This last Saturday night, I had a brief interaction with a homeless Native man.
He approached and asked if I had any spare change. He was very dark. So I didn't think he belonged to any of the Coastal Salish tribes. He was small though. So maybe Alaska Native. Maybe Pueblo.
He told me his tribe and I thought, yeah, he looks it.
I told him that I was Spokane Indian and grew up in Wellpinit, on the Spokane Indian Reservation—on the rez.
He said he'd grown up on his rez, too, and had been in Seattle for about eight years. He said he used to have drinking buddies from up in Wellpinit.
He laughed. I laughed. Everybody has a drinking buddy from Wellpinit.
He told me his name. I told him mine.
I gave him five bucks. He thanked me and went for a handshake. Among Indians, there are two kinds of handshakes. I let him lead the way and so we softly gripped each other's forearms and shook. It's a warrior handshake, yes, but it's not aggressive. It's not a test of strength. It's respectful.
He walked into the night and I walked back to my car.
And I remembered an encounter more than twenty-five years ago at a book festival in Denver.
After my reading, I was signing books and greeting fans. And I was shaking hands. And so I ended up shaking the hands of ten or twelve Indians in a row. And we shook hands in that other Indian style: with loose fingertips. A very gentle greeting. Indian men, women, and children all shake hands this way when we greet one another, especially in ceremonial settings.

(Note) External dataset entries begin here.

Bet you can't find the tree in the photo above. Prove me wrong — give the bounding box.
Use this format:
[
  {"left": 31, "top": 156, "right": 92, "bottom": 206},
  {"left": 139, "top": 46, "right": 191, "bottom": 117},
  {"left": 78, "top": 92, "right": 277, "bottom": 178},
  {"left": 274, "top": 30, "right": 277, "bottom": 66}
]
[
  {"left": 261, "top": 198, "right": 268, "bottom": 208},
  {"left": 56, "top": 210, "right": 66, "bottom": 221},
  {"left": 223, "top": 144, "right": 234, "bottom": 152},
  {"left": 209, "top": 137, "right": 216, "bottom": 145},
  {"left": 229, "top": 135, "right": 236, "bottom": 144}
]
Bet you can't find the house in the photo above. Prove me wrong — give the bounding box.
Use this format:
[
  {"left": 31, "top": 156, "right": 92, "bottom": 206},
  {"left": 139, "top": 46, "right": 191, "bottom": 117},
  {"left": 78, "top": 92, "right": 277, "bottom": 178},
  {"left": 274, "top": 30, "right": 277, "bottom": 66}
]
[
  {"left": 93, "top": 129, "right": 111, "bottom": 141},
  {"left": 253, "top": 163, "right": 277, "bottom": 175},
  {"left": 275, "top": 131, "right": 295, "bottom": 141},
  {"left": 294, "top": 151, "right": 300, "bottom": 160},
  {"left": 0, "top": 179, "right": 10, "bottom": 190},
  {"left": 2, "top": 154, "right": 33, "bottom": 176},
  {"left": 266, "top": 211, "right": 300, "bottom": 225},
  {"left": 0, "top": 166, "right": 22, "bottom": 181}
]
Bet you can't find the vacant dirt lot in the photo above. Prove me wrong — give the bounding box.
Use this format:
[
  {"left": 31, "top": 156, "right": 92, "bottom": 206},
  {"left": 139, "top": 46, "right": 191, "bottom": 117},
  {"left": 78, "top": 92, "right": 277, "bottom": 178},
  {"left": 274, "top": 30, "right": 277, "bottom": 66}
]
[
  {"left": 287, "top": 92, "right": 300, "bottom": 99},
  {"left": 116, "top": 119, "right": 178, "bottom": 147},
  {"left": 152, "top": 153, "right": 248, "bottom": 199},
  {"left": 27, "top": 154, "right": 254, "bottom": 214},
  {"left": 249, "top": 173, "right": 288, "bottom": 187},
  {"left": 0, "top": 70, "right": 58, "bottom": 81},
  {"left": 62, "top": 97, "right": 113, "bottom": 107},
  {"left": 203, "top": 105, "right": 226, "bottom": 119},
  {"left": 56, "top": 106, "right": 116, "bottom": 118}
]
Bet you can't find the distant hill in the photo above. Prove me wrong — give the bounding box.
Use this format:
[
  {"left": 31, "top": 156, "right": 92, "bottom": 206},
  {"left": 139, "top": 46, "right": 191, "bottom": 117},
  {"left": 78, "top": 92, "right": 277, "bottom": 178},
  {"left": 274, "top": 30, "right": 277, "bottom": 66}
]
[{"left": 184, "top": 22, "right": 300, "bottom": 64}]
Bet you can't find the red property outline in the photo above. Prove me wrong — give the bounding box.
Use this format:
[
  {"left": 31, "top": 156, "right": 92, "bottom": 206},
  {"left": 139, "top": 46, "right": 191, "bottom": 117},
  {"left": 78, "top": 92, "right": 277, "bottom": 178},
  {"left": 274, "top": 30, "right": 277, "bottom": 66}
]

But then, at that book signing, I shook hands with a white man. After so many handshakes with Indians, I forgot to code-switch when I took that white man's hand. He gave me one of those typical muscular strong grips. And I gave him my loose Indian fingers.
And he slightly sprained my pinky finger.
I'm sure some other folks might call this an act of white micro-aggression. Or even just aggression. Others might even call it a racist act.
But it wasn't that. Plenty of Indian men will give a macho handshake. And other non-white men will also go overtly masculine when they take your hand.
And I'm not blaming myself for my failure to code-switch in that moment.
I just want to point out the beauty of my encounter with that homeless Indian man. He and I are living in vastly different circumstances as urban Native men who grew up on reservations. But on a warm Saturday night in Seattle, he and I shared a moment of Indian solidarity.
We reached out to each other with tenderness.
I recognize this feeling. Many years ago, while in a crowded subway in NY, I overheard a woman ask for directions with an accent I recognized to be from the country of my childhood. We started chatting, two complete strangers, about the situation "back home", in a police state behind (at the time) the Iron Curtain. The touching part of this memory is that after the woman went away, my American boyfriend, who had been by my side all along, watching me chatter away in a foreign language with a complete stranger, smiled and told me that my body language, while talking with this member of my old tribe, had changed completely. We were touching arms, staring directly into each other's eyes, our faces just inches away from each other. It was not so much that we connected because we had grown up in the same place, it was that the foreign language we had used was infinitely more complex than merely the spoken language. It incorporated all the ways our bodies danced in our interaction.
In an interview you once gave, you pointed out something that always stayed with me: when people speak face to face, they interact on countless levels, even smelling one another. So too with our different languages. We each have connections to a myriad different tribes, and when we interact with members of those same tribes, we change a lot more than our spoken language, our bodies speak differently too. Those handshakes you describe... what a wonderful way to connect and speak a range of emotions with our bodies.
This makes me stop. As a young woman, I consciously developed a strong handshake. I worked not to crush or sprain, but I've been told it's a firm shake. Especially when I was young, short and rather tiny, I wanted not to be taken for granted.
Thank you for this. Once again, your words are making me think. To reconsider. I'm old now! I'm hoary of head. Should I still have to feel this way... ?!